潘泰宁三人兴致盎然建议道:“韩兄出身寒门,无此顾虑,何不凑个热闹?”
以韩兄才华,定能技惊四座,到时候他们也能去炫耀,好让爹娘祖父母知道,他们成日里在外面,也不是尽交狐朋狗友。
也能畅快道上一句‘瞧,这位惊才绝艳的韩才子,可是咱们过命的交情’!
几人目光灼灼,毫不掩饰自己想“啃兄弟”的念头。
韩璋:“……”
他都还没捞着好处,这几个瓜娃子就开始榨取他的价值,是不是有点过分了?
沈怀智却是笑容一僵,挨个拍了他们后脑勺,没好气骂道:
“去去去,我韩弟可是要安心读书,明年考状元的!你们现在让我韩弟去出风头,耽搁了他潜心读书咋办?”

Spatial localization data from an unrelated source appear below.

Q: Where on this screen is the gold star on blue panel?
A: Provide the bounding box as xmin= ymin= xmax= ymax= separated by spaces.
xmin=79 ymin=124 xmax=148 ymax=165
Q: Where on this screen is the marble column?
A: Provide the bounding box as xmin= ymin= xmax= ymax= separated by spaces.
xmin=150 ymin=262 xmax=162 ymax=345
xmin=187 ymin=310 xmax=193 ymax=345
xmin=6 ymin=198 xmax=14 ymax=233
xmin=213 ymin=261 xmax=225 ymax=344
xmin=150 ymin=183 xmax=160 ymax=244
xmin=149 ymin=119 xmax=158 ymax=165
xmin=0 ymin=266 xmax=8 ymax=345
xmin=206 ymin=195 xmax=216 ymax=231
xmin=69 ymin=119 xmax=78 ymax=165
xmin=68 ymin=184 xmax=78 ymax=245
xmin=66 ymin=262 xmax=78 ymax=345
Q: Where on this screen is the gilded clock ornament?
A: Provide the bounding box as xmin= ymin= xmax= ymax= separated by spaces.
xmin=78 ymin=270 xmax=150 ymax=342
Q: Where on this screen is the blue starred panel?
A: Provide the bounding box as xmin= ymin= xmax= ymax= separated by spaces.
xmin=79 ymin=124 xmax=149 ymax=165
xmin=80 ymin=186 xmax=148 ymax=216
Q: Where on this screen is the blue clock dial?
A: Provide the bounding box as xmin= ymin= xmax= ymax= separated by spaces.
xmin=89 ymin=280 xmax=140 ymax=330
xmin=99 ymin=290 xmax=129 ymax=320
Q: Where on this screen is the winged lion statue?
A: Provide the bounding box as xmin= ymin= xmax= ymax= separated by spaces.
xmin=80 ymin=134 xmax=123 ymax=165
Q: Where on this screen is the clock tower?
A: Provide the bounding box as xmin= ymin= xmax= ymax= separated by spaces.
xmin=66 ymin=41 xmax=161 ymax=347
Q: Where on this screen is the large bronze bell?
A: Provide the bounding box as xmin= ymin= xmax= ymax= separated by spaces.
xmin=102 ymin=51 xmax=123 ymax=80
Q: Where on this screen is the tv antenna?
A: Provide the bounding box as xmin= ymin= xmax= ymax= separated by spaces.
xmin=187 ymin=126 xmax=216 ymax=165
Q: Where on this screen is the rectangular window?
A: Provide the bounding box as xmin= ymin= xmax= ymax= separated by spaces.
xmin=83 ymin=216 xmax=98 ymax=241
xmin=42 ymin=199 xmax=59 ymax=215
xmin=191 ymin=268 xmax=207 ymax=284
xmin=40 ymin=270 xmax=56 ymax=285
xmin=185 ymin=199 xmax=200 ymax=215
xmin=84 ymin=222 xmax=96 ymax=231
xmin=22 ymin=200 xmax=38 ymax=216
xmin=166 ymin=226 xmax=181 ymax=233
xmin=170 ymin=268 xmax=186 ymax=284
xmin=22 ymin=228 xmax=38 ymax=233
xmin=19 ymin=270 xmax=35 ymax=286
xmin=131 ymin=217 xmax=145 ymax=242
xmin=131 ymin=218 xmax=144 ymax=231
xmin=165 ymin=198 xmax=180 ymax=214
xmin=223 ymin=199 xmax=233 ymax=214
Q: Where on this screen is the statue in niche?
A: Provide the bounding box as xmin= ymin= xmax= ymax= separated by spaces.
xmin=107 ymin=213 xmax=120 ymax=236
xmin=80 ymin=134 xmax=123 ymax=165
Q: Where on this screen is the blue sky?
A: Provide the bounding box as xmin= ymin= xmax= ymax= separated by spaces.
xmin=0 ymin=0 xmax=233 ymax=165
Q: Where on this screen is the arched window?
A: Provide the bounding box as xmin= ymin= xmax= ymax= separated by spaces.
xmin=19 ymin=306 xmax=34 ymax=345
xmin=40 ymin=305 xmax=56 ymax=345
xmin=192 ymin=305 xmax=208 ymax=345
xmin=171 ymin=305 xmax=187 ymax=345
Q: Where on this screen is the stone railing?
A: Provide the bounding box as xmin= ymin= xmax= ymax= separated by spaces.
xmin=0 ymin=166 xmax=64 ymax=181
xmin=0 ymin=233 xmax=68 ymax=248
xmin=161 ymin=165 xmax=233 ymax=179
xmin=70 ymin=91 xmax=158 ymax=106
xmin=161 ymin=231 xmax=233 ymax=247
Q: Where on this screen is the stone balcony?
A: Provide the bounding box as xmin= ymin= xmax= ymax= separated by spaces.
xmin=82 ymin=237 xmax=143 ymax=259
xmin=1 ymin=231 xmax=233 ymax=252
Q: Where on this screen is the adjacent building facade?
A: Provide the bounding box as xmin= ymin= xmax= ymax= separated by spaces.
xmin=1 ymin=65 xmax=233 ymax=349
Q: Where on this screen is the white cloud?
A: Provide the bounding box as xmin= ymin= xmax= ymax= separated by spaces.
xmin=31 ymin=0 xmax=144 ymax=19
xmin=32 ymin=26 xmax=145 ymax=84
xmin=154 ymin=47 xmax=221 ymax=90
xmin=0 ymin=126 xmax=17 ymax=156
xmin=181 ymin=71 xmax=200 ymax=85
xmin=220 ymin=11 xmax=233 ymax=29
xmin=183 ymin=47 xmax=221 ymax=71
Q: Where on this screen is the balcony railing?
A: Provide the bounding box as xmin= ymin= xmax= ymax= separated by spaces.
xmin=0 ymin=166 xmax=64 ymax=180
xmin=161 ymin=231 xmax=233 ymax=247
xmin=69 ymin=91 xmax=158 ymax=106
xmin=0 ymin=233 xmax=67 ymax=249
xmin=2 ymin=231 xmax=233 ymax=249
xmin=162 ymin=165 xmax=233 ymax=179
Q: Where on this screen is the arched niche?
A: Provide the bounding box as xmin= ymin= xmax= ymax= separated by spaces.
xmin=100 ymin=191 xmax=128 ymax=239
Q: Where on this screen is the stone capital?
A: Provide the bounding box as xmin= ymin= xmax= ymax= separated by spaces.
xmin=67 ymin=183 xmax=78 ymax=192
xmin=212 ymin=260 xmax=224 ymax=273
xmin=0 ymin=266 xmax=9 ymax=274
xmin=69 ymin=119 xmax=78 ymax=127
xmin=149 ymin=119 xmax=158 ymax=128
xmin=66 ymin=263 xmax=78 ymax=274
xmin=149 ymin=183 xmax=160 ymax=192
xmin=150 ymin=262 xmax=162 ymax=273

韩弟相貌堂堂,才华横溢,一上台必定被那些公子小姐相中。
这可不行,他现在觉得韩弟当他弟夫,简直太好了,岂能让别人觊觎他宝贝弟弟的好夫君!
沈怀智哼道:“别以为我不知道你们啥心思,就想让我韩弟在今日出了风头,好给你们挣面子,让你们回家显摆是吧?我告诉你们,没门。”
潘泰宁几人不知内情,被打了脑袋愤愤不平,“凭啥没门?韩弟又不是你一个人的!沈怀智你这个狗东西,忒霸道!”
“再说了,我们也是为韩兄好啊。韩兄出身寒门,陛下那么多皇子,就太子殿下对寒门子弟最为礼贤下士,韩兄若能入太子麾下,也能得到更好的扶持不是?”
伍学林也补一句:“何况还有百两黄金和羊脂玉佩的彩头呢……”
百两黄金,便是千两白银。
别看之前韩璋一盆极品兰花,就卖了一千多两银子,好似银子不值钱似的。
那是因为沈清澜想补贴他,才坑自己老爹卖出的高价。
其实一千两银子,就算对伍学林几个官宦子弟来说,都已经是很大一笔钱财了!
也只有沈怀智这个母亲出身商户,自己也擅长经商的土豪大款,才没把几千两放在眼中。
所以下一刻。
沈怀智就何不食肉糜反驳:“不过百两黄金而已,哪有我韩弟考状元重要?我韩弟素来低调,不喜这等虚名,也不稀得这些金银俗物。”
韩璋:“……”
不,我很稀得这些俗物!
虽说名贵花草可以赚钱,但物以稀为贵,他又不能催熟一大堆的珍稀花卉去卖,能赚到的钱终究有限。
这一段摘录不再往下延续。